Elle n’a que 6 ans. Ses capacités intellectuelles – surtout en matière de nouvelle technologie – étonnent pourtant les adultes, en particulier sa propre mère. Elle, c’est Niza Anjaranomena Venancia Amélie. Son premier intérêt et son contact avec un smartphone remonte à ses 8 mois. Durant notre reportage au domicile de ses parents, nous avons rencontré une petite fille timide et réservée avec les yeux toujours plongés dans le téléphone de sa maman qu’elle garde précieusement entre les mains.
« Elle est différente par rapport aux autres enfants. Depuis ses 8 mois, elle sait manipuler un téléphone. Ce qui m’a vraiment intrigué, c’est que même si nous changeons la place des applications comme Youtube, elle arrivait toujours à les retrouver.

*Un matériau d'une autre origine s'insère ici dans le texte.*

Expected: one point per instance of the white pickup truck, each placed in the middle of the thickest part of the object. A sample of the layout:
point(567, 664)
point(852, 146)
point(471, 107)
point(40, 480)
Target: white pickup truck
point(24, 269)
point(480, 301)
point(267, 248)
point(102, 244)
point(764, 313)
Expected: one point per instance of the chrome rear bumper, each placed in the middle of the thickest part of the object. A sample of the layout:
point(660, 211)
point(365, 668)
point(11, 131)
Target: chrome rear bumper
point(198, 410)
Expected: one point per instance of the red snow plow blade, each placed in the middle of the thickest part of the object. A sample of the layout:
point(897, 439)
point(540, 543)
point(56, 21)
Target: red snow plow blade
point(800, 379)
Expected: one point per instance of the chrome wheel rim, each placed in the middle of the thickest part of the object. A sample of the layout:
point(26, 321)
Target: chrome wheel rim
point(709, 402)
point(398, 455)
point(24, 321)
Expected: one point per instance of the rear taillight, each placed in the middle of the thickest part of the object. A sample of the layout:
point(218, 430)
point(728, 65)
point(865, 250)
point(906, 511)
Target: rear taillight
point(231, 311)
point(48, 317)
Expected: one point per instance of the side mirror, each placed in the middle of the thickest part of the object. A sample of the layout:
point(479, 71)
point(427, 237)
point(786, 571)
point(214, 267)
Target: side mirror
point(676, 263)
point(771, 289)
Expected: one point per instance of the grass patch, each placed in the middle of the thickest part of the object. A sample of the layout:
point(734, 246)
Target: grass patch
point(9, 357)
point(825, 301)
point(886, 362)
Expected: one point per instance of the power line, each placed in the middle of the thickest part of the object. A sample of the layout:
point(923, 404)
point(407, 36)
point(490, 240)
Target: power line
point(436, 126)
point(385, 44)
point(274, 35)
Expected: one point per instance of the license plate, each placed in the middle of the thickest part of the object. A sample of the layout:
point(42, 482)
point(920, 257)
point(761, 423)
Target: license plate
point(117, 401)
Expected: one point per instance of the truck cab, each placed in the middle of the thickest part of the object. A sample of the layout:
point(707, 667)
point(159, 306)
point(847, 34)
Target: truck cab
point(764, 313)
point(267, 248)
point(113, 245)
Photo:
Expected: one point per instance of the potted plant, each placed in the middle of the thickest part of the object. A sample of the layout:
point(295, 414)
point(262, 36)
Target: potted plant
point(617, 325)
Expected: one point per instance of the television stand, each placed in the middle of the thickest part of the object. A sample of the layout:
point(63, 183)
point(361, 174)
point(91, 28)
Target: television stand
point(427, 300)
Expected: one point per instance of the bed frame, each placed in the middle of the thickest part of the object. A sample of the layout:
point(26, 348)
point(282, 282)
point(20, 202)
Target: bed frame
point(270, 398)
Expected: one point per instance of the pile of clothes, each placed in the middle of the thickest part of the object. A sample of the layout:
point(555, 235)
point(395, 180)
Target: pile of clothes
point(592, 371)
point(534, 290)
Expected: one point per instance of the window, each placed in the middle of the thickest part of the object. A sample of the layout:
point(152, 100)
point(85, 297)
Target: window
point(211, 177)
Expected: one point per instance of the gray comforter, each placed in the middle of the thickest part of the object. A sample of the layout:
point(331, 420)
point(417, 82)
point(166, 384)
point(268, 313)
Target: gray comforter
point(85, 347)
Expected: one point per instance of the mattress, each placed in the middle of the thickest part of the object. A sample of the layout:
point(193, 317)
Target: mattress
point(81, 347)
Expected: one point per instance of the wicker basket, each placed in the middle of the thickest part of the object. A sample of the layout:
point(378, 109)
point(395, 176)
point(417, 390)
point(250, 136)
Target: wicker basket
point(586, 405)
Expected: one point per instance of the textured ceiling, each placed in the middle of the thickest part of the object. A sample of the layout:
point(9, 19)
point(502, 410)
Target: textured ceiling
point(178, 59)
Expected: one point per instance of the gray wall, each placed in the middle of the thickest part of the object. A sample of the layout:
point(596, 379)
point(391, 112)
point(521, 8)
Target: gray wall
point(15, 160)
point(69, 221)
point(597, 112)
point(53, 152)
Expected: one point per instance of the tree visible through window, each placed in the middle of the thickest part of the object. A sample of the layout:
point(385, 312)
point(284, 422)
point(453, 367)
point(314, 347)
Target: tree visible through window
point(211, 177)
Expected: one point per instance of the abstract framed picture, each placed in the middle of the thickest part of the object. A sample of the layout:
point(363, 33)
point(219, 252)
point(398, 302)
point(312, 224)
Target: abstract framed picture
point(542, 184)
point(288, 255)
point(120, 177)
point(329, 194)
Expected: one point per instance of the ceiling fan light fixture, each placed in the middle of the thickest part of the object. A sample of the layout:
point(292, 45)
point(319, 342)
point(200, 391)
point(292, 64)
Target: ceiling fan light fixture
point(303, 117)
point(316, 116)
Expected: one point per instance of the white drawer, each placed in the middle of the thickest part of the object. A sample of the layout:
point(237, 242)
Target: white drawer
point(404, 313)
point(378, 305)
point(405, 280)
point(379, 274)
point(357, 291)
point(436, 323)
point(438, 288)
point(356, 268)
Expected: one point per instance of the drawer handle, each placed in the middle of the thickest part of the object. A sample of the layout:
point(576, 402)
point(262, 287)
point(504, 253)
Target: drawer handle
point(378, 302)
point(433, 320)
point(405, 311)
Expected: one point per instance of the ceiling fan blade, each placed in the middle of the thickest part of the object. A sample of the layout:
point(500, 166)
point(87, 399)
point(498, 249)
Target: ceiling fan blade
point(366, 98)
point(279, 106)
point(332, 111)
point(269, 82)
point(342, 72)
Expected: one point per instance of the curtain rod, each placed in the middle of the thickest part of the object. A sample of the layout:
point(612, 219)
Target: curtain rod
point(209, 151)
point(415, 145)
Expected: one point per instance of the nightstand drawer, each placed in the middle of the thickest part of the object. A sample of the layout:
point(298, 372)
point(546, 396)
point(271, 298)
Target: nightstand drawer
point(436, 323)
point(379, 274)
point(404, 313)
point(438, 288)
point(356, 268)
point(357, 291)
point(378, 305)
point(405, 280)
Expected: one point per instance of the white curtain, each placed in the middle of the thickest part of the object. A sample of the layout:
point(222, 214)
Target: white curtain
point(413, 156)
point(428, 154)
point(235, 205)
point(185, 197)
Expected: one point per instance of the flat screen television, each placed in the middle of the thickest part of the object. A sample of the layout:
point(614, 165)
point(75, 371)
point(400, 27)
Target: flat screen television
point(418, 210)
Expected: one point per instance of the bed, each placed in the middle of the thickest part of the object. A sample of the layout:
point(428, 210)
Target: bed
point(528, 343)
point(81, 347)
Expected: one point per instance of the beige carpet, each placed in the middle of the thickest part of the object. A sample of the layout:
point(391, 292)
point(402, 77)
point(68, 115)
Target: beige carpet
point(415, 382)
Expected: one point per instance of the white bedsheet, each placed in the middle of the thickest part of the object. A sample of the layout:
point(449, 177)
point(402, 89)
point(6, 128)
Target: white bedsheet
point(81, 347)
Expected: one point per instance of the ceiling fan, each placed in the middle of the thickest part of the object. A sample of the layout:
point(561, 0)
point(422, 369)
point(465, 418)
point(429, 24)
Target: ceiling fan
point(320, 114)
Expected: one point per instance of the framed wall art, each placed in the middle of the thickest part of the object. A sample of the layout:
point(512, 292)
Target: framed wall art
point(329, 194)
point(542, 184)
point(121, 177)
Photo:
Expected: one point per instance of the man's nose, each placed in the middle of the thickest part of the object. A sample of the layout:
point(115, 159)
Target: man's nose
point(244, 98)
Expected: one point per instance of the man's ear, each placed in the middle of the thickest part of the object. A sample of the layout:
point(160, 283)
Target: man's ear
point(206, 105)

Des fois nous mettons un mot de passe que ce soit un schéma ou un code en chiffre. Mais une fois qu’elle a vu le code, elle ne l’oublie jamais », confie Niza, sa mère. D’après ses explications, c’est l’enfant elle – même qui a pris l’initiative de manipuler un téléphone dès qu’elle en voit un qui traîne.
Une mémoire oculaire très particulière
A entendre toujours les explications de sa maman, la petite Venancia télécharge elle- même des jeux et des applications dans le smartphone pour pouvoir y jouer. « Pourtant, personne ne lui a appris à le faire », s’étonne sa mère avant d’ajouter qu’« elle est dotée d’une grande mémoire oculaire. Elle n’oublie jamais ce qui passe sous ses yeux ». Tant que sa petite fille fait bon usage du smartphone, sa maman n’entend pas lui imposer de grandes interdictions car « cela pourrait l’aider à étoffer ses connaissances », selon elle.

La maman met néanmoins certaines limites par rapport à la durée d’utilisation du téléphone pour protéger la vue de son enfant. La mère de famille, professeur de français dans un collège d’enseignement général, estime que l’intérêt prononcé de son enfant pour les smartphones n’a aucun impact sur ses notes à l’école. La petite fille – en classe de 12ème – est toujours la première de sa classe. En revanche, elle ne va pas souvent vers les autres mais plutôt le contraire, ce sont ses camarades de classe qui font le premier pas pour jouer avec elle. La petite fille aime bien transmettre et partager ses connaissances avec ses amis.
Sage et docile
Au quotidien, la petite fille est peu bavarde, très docile et calme. « Kanty (très sage), selon une expression de chez nous », souligne sa maman avec fierté. Cette dernière est originaire d’Ambovombe tandis que son père vient d’Andavadoaka, dans le sud. Cinquième d’une fratrie de six enfants, Venancia a deux sœurs et 3 frères. L’enfant a su marcher à 9 mois. En revanche, elle a été un peu en retard au niveau de la parole car n’a su parler que vers 1 an et demi. En termes de nourriture, elle apprécie le riz sans accompagnement et les types d’aliments comme le maïs, le manioc.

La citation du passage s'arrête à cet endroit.